Note that household income is not available for all households and the list of households in the household income files is somewhat different than that in the other files.

Which parts of the files to be used

The core of each BHPS dataset is a panel who are surveyed each year.  This is called the 'Essex' sample.  In addition, this core is supplemented each year by additional households in Scotland, Wales and Northern Ireland, the purpose being to provide sample sizes which are sufficient for analysis at the home country level.  Most analyses will simply use the whole sample.

Which weights to use

Unlike most survey datasets, which have a single weight field, BHPS has many weight fields and the issue therefore arises of which to use when.  Furthermore, some of the weights are very different so the choice is important.

The general format of the names for the weight fields is summarised in the table below.


Digit Meaning
First digit The year to which the dataset applies, from 'a' for the first year through to 'o' for the latest year
Second digit

'l' if it is a longitudinal weight; or

'x' if it is not a longitudinal weight

Third digit

'e' if it is an individual-level weight for the whole population; or

'r' if it is an individual-level weight but only for the actual respondents to the survey questions (basically the adults only and not the children); or

'h' if it is a household-level weight for the whole population; or

Fourth digits onwards

'wtuk1' if the weight is to used to analyse the data at the UK-wide level and the whole sample is to be used; or

'wtuk2' if the weight is to be used to analyse the data at the home country level and the whole sample is to be used; or

'wght' if the weight is to be used to analyse the data at the UK-wide level but only using the core 'Essex' sample (see above); or

'sw1': it is not clear that one should ever use such a weight; or

'sw2': it is not clear that one should ever use such a weight

So, for example if what is wanted is a normal UK-wide analysis at the individual level using the latest year's data, then the weight to use is 'oxewtuk1'.  If the same analysis is to be done for Scotland only, then the weight to use is 'oxewtuk2' .


Specific issues

Analysis by region

Because of the sample size is boosted for Scotland, Wales and Northern Ireland, analyses for these countries can be undertaken.  Because of the small overall size of the survey, however, sub-England analysis is not recommended.

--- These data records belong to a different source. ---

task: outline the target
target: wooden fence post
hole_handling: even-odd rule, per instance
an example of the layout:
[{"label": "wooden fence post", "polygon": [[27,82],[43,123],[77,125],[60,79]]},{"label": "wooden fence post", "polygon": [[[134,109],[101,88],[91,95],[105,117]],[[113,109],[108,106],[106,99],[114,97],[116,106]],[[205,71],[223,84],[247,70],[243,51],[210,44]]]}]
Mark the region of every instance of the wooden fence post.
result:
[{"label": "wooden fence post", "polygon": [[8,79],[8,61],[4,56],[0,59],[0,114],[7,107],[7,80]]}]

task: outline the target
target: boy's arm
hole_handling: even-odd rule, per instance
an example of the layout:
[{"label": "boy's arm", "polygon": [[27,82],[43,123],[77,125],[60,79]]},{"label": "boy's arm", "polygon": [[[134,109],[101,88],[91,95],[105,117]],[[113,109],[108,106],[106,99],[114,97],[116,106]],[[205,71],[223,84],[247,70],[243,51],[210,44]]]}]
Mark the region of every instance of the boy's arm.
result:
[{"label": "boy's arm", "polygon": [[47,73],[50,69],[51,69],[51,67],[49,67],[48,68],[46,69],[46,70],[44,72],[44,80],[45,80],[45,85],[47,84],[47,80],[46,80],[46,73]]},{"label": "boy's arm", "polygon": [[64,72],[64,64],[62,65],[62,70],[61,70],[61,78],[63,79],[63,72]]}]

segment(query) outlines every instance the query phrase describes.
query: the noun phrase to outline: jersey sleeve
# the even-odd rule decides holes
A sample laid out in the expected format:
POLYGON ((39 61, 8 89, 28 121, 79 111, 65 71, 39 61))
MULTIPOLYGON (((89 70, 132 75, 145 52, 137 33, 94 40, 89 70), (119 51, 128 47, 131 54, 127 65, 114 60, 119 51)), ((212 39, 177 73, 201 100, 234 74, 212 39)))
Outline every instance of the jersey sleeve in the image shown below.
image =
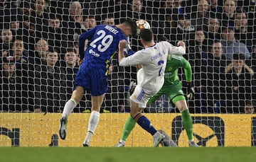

Analysis by household income

Such analyses can be undertaken but there are a number of caveats:


Relevant graphs on this website

UK graphs

Indicator Graphs Tables Comments
Persistent low income all indall, hhsamp and nethh

Requires a complicated analysis.

Use indall for the weights, hhsamp for the region, and nethh for household income and the sample origin.  Link these tables using a combination of household identification number and person number.

Use the lewght weights because longitudinal transitions (hence the l), includes children (hence the e) and for the original Essex sample only (hence not one of the UK ones).

For each year and each individual, calculate whether the person was in income poverty or not.  Then link the requisite years together using the person identification number.  Then, for those individuals who were surveyed in each of the years, allocated them to the requisite poverty groups.

Lacking consumer durables all hhresp

Use the xhwtuk1 weights because not longitudinal (hence the x), households (hence the h) and is for the UK (hence the 1).

Allocate each record to a household income quintile, calculating the quintile thresholds required to achieve this.

Non-participation first and second indresp and hhresp

Use the xrwtuk1 weights because not longitudinal (hence the x), adults only (hence the r) and is for the UK (hence the 1).

Allocate each record to a household income quintile using the allocations from hhresp and linking the two tables using household identification number.

Use ONS mid-year population estimates as necessary to translate proportions into absolute numbers.

Scotland, Wales and Northern Ireland graphs

These are effectively a subset of the UK graphs using government region (hhresp) as a filter and, in line with the rules discussed earlier, using the weights with the suffix 2 rather than 1.